Ci salutiamo nel 2025 come ci eravamo lasciati nel 2024: il dibattito relativo agli effetti del vino sul nostro corpo e all’importanza di avere un approccio alla nostra bevanda preferita che sia consapevole e moderato è più acceso che mai. Poche settimane fa il Surgeon General degli Stati Uniti, figura di nomina politica che tra le altre cose è anche portavoce delle questioni di salute pubblica per il governo, ha pubblicato un rapporto che cita studi che collegano le bevande alcoliche ad almeno sette tumori maligni, tra cui il cancro al seno.

Per questo ha consigliato di evidenziare questi rischi su tutte le etichette dei prodotti che contengono alcol, vino compreso, al pari di quello che accade in maniera simile sui pacchetti di sigarette. Una scelta che però spetterebbe al Congresso, e non è chiaro se la nuova amministrazione sosterrebbe questo genere di approccio.

In difesa della moderazione

Il commento che nei giorni successivi ha attirato maggiori attenzioni su di sé è quello di Tom Wark, fondatore dell’American Wine Blog Awards, che ha introdotto la sua newsletter, Fermentation, così: «Non importa che il rischio assoluto di cancro associato al consumo moderato di alcol sia minuscolo. Non importa che solo poche settimane fa sia stato pubblicato uno studio che mostra che la mortalità per tutte le cause è inferiore tra i consumatori moderati di alcol rispetto agli astemi. Ciò che importa è che "l'alcol causa il cancro" è stato affermato e annunciato dal più importante funzionario sanitario d'America e che la sua affermazione è stata ripresa da ogni organo di stampa del Paese».

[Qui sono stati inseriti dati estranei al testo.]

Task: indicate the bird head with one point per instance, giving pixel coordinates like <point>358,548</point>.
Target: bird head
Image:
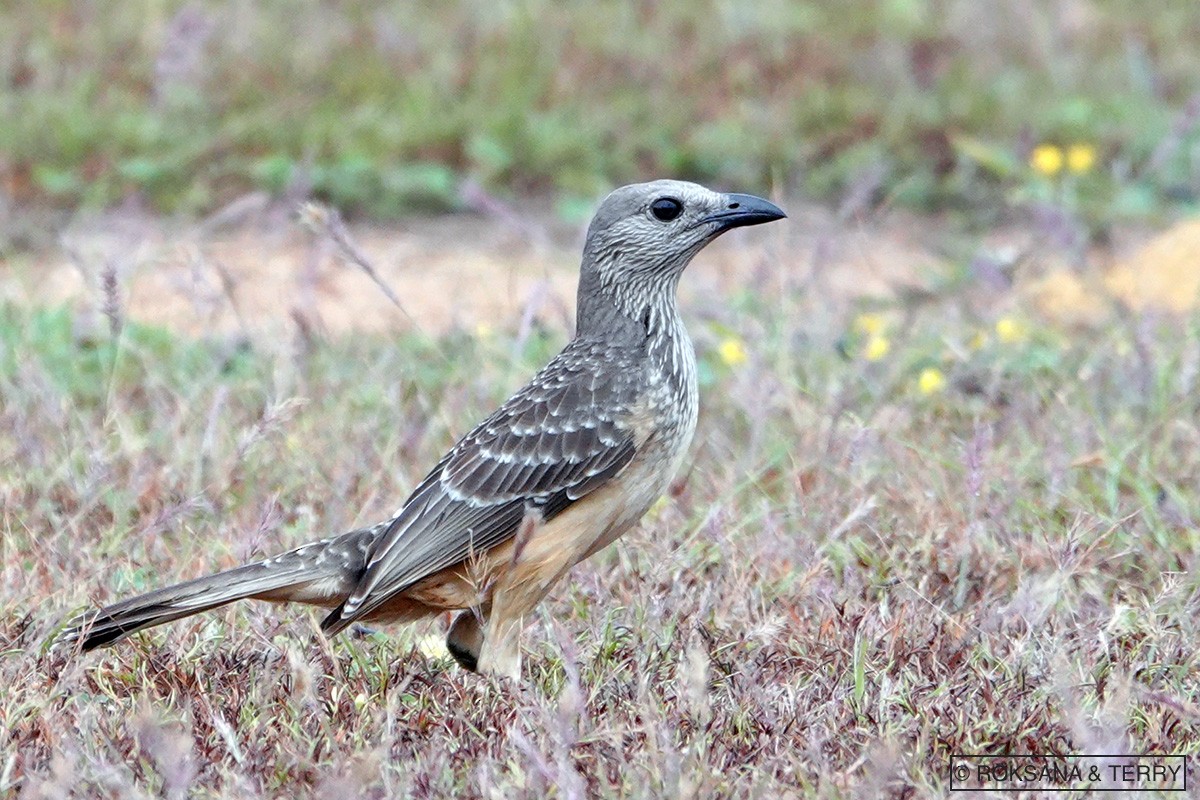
<point>643,236</point>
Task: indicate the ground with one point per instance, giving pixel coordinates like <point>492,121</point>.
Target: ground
<point>934,507</point>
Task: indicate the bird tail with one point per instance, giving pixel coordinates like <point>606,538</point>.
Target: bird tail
<point>322,573</point>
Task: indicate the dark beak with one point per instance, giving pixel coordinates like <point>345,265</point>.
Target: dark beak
<point>743,210</point>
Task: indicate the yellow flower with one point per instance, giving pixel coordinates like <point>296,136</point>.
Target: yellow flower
<point>431,645</point>
<point>930,380</point>
<point>732,352</point>
<point>1009,330</point>
<point>1047,160</point>
<point>876,347</point>
<point>1080,157</point>
<point>869,324</point>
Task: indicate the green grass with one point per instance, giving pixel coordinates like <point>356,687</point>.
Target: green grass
<point>383,107</point>
<point>857,579</point>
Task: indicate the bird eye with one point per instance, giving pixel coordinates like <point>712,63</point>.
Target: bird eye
<point>666,209</point>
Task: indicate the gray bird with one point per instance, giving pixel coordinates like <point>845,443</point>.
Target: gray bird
<point>568,464</point>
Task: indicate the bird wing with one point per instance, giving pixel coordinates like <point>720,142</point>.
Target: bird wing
<point>559,438</point>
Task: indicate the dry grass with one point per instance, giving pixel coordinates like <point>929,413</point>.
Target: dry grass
<point>855,581</point>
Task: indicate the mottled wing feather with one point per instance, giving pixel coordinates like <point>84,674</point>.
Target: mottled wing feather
<point>559,438</point>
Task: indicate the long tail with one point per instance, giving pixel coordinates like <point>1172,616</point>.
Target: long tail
<point>321,573</point>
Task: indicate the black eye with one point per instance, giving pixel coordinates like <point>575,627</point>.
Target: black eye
<point>666,209</point>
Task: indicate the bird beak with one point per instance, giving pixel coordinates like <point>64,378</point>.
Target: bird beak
<point>741,210</point>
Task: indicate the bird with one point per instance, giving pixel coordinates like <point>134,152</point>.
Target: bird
<point>563,468</point>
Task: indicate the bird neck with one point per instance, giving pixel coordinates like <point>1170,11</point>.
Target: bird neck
<point>635,308</point>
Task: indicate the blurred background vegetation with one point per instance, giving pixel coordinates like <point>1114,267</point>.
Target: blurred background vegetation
<point>387,107</point>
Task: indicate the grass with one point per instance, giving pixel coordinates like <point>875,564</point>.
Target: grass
<point>864,572</point>
<point>381,108</point>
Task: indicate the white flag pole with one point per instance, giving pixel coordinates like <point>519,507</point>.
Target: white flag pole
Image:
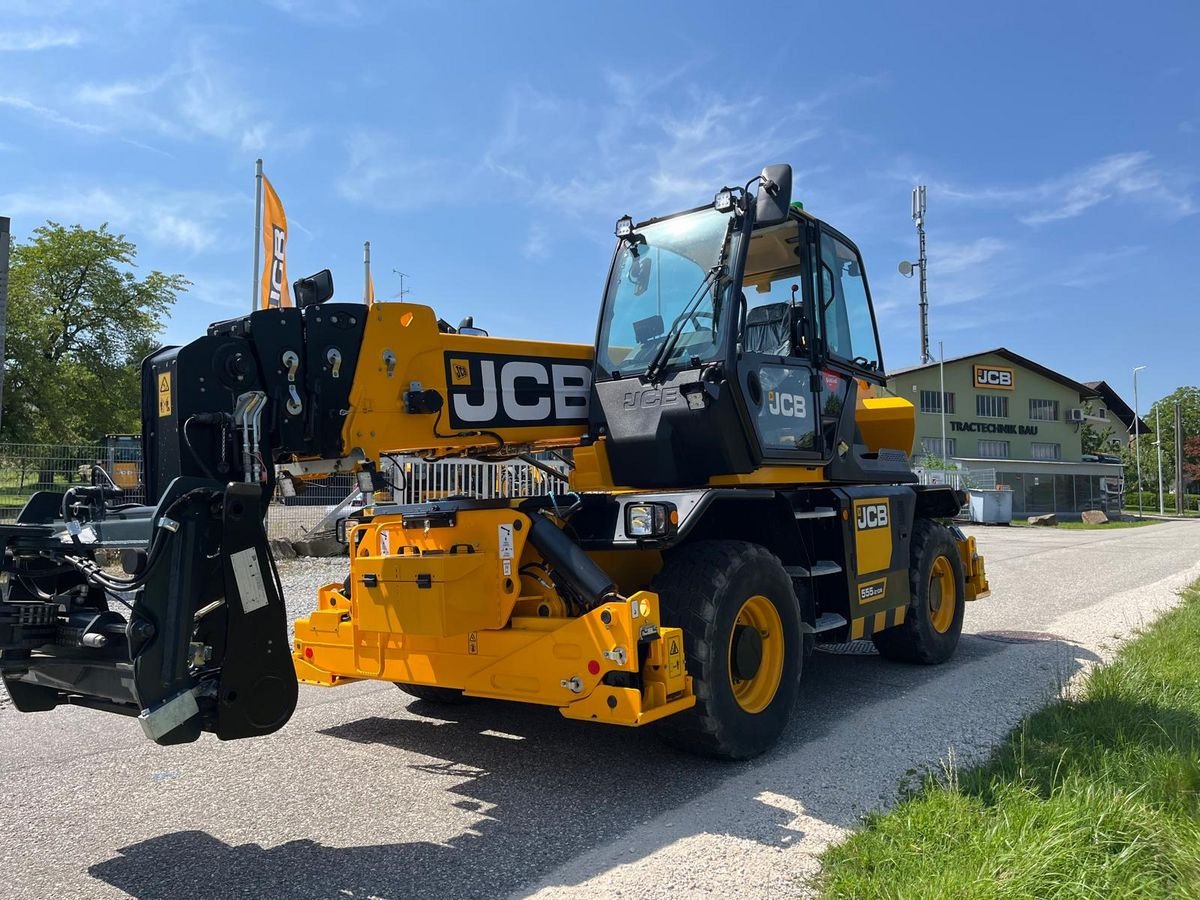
<point>258,233</point>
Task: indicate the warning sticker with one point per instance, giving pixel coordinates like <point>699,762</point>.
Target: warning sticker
<point>165,395</point>
<point>249,576</point>
<point>460,372</point>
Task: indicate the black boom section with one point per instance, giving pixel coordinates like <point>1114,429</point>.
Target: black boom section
<point>195,641</point>
<point>301,361</point>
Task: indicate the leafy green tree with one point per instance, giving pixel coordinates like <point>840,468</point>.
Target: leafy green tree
<point>79,323</point>
<point>1189,403</point>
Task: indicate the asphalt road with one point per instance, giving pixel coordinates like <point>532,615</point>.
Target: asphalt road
<point>367,793</point>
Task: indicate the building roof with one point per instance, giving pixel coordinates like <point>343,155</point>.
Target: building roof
<point>1085,391</point>
<point>1119,407</point>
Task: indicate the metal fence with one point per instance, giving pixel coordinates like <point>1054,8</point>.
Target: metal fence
<point>960,479</point>
<point>29,468</point>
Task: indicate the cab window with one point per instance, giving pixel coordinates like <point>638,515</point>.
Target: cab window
<point>846,321</point>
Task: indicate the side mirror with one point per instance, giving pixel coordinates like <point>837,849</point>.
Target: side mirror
<point>640,274</point>
<point>774,197</point>
<point>315,289</point>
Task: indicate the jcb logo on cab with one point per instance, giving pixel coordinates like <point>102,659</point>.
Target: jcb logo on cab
<point>873,515</point>
<point>791,405</point>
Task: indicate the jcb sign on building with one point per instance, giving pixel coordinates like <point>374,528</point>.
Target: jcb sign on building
<point>995,377</point>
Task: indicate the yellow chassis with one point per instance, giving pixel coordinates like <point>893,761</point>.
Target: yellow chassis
<point>426,610</point>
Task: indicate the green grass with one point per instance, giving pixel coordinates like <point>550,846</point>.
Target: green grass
<point>1096,797</point>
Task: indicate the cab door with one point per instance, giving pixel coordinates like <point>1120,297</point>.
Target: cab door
<point>846,339</point>
<point>775,373</point>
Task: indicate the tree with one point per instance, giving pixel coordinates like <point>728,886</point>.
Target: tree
<point>79,323</point>
<point>1189,403</point>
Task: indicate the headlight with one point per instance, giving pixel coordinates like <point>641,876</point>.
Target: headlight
<point>648,520</point>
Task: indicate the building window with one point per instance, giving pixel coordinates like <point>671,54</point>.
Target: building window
<point>993,449</point>
<point>929,402</point>
<point>1045,451</point>
<point>933,447</point>
<point>1045,411</point>
<point>991,406</point>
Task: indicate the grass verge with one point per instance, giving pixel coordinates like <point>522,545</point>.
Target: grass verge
<point>1093,797</point>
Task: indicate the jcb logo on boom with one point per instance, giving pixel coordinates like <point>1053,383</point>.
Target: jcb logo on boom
<point>994,377</point>
<point>789,405</point>
<point>873,515</point>
<point>516,391</point>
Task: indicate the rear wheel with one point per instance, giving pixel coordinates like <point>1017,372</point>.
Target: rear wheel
<point>743,645</point>
<point>445,696</point>
<point>934,618</point>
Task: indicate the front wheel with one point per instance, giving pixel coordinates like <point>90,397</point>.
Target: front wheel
<point>743,646</point>
<point>934,618</point>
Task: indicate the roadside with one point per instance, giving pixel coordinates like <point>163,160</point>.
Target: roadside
<point>371,793</point>
<point>1095,796</point>
<point>761,833</point>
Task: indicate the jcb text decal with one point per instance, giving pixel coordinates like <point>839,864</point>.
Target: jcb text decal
<point>490,390</point>
<point>996,377</point>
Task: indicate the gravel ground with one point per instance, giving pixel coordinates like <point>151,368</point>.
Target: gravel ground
<point>367,793</point>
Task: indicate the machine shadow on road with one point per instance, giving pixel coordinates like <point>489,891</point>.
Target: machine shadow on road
<point>543,791</point>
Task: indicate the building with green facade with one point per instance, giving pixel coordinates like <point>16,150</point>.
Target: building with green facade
<point>1000,411</point>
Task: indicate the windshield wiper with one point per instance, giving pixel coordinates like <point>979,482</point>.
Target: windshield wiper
<point>672,337</point>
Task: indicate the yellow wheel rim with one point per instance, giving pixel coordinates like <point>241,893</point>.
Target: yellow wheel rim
<point>756,654</point>
<point>941,595</point>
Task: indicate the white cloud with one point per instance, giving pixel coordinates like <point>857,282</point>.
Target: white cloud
<point>186,220</point>
<point>383,173</point>
<point>649,144</point>
<point>952,257</point>
<point>197,97</point>
<point>51,115</point>
<point>41,40</point>
<point>537,244</point>
<point>1133,177</point>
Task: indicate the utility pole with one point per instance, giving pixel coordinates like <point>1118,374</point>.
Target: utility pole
<point>941,378</point>
<point>402,292</point>
<point>1158,443</point>
<point>1137,433</point>
<point>5,232</point>
<point>1180,481</point>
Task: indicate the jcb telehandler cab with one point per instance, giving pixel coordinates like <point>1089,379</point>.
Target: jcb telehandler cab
<point>741,489</point>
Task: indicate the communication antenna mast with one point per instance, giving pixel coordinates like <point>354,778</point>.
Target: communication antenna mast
<point>918,216</point>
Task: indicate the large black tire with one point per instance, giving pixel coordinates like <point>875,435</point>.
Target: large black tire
<point>930,633</point>
<point>443,696</point>
<point>703,588</point>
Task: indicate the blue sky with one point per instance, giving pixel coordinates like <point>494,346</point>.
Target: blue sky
<point>486,150</point>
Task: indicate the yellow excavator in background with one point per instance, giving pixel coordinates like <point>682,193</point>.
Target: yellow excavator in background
<point>739,490</point>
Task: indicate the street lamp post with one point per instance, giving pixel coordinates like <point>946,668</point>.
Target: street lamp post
<point>1158,443</point>
<point>1137,433</point>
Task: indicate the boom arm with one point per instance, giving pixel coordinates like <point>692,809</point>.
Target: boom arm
<point>193,637</point>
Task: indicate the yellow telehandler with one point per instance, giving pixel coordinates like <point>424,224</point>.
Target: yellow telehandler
<point>739,489</point>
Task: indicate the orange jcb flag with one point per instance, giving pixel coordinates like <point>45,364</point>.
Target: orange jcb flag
<point>275,249</point>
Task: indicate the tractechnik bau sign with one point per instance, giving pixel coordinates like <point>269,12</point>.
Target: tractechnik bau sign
<point>995,427</point>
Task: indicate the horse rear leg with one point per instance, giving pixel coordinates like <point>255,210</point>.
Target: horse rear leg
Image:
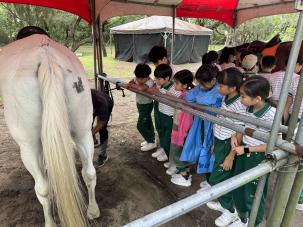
<point>86,151</point>
<point>31,155</point>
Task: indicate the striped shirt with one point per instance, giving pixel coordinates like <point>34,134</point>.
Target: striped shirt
<point>233,105</point>
<point>267,113</point>
<point>276,80</point>
<point>163,108</point>
<point>293,92</point>
<point>141,99</point>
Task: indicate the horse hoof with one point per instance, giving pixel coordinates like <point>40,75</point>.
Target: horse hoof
<point>93,212</point>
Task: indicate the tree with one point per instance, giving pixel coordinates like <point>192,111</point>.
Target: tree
<point>63,27</point>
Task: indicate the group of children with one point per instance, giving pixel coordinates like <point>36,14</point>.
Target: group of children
<point>185,140</point>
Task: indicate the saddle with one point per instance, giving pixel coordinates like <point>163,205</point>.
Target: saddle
<point>271,47</point>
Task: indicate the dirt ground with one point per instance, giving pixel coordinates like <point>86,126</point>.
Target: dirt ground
<point>130,185</point>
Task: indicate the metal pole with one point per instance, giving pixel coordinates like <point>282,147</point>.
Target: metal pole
<point>183,206</point>
<point>100,59</point>
<point>173,36</point>
<point>257,200</point>
<point>260,123</point>
<point>286,180</point>
<point>92,9</point>
<point>262,136</point>
<point>286,83</point>
<point>296,109</point>
<point>297,186</point>
<point>293,200</point>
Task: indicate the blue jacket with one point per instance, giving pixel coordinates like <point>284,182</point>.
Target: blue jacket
<point>200,138</point>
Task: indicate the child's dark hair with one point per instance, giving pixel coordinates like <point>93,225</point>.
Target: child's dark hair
<point>163,71</point>
<point>269,62</point>
<point>244,53</point>
<point>230,77</point>
<point>226,52</point>
<point>210,57</point>
<point>142,71</point>
<point>206,73</point>
<point>157,53</point>
<point>256,86</point>
<point>185,77</point>
<point>299,60</point>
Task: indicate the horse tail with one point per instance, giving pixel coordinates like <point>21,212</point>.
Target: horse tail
<point>58,146</point>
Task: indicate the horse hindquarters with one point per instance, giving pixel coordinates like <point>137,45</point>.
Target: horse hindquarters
<point>58,145</point>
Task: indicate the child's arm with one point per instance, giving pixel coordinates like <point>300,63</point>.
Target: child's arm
<point>236,139</point>
<point>228,162</point>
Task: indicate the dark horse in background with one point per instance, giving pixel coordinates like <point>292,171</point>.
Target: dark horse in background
<point>274,47</point>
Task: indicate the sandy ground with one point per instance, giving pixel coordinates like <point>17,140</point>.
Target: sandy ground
<point>130,185</point>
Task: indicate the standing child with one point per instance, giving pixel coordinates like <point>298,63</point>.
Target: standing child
<point>183,81</point>
<point>197,147</point>
<point>254,93</point>
<point>163,75</point>
<point>145,106</point>
<point>229,81</point>
<point>158,55</point>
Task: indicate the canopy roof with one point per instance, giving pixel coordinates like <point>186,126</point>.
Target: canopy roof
<point>232,12</point>
<point>160,24</point>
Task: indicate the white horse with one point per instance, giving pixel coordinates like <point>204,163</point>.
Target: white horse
<point>48,110</point>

Il tema è diventato negli USA così centrale che è intervenuto sulla questione anche il più importante tra i giornalisti del vino: Eric Asimov del New York Times ha firmato un lungo articolo che celebra la stessa moderazione di cui scrivevo su queste pagine appena 4 settimane fa. «Voglio essere chiaro: non ho mai consumato vino o altre bevande alcoliche perché credevo facessero bene. Nel 1991, dopo che "60 Minutes" aveva parlato di quello che conosciamo come il “paradosso francese" (quello che associava un consumo moderato di vino rosso a un basso tasso di malattie cardiache) le vendite di vino rosso hanno fatto un balzo in avanti. Per anni, il mondo del vino ha tratto beneficio dal promuoversi come salutare. Ora, mentre la sua visione sociale (e quella delle bevande alcoliche) si è capovolta, le vendite sono in calo e in tanti gridano allo scandalo. Non sono particolarmente solidale, tranne che con le persone il cui lavoro o sostentamento ne risente. Se l'industria del vino voleva presentarsi come sana, allora avrebbe dovuto essere preparata a essere definita non sana. What goes around comes around».

E ancora, in chiusura: «Mi ritrovo a ricadere nel vecchio detto, moderazione in tutte le cose. Sembra un luogo comune e persino moralista. Ma ho visto troppe opinioni contrastanti e mutevoli nel corso dei decenni su ingredienti come grassi trans, crusca d'avena, carboidrati, caffeina e alcol. Mi hanno reso sospettoso rispetto ai cambiamenti di pensiero e comportamento tropo bruschi. Alla fine, non riesco a pensare a un principio guida migliore della moderazione».

Le tendenze del settore

Nel frattempo SevenFifty Daily ha pubblicato la sua consueta previsione per l’anno che verrà, ovvero le «tendenze del settore vinicolo da tenere d'occhio nel 2025». Un pezzo che apre sugli effetti dei possibili dazi che Trump ha più volte annunciato: nel caso di una loro introduzione prima assisteremo a un aumento dei volumi, con gli importatori che cercheranno di riempire i propri magazzini nel corso del primo trimestre del 2025, poi a un progressivo restringimento del mercato, che potrebbe vedere le importazioni di vino calare del 13/16 per cento.

Una politica volta a sostenere la produzione interna i cui effetti sono però in parte da dimostrare: «le prove che abbiamo dimostrano che i consumatori non passeranno ai vini americani ma piuttosto a opzioni più economiche come la birra».

E poi, tra i temi trattati, quello relativo al consolidamento dei vini analcolici, «categoria pronta per una crescita significativa», e gli effetti sul mercato del cambiamento climatico, con una richiesta sempre più significativa da parte dei consumatori di vini a basso impatto ambientale oltre che trasparenti dal punto di vista del processo produttivo. Con la diretta conseguenza che «le vendite globali di vino biologico, ora pari a 12,4 miliardi di dollari, dovrebbero crescere di oltre il 10 per cento nei prossimi 5 anni».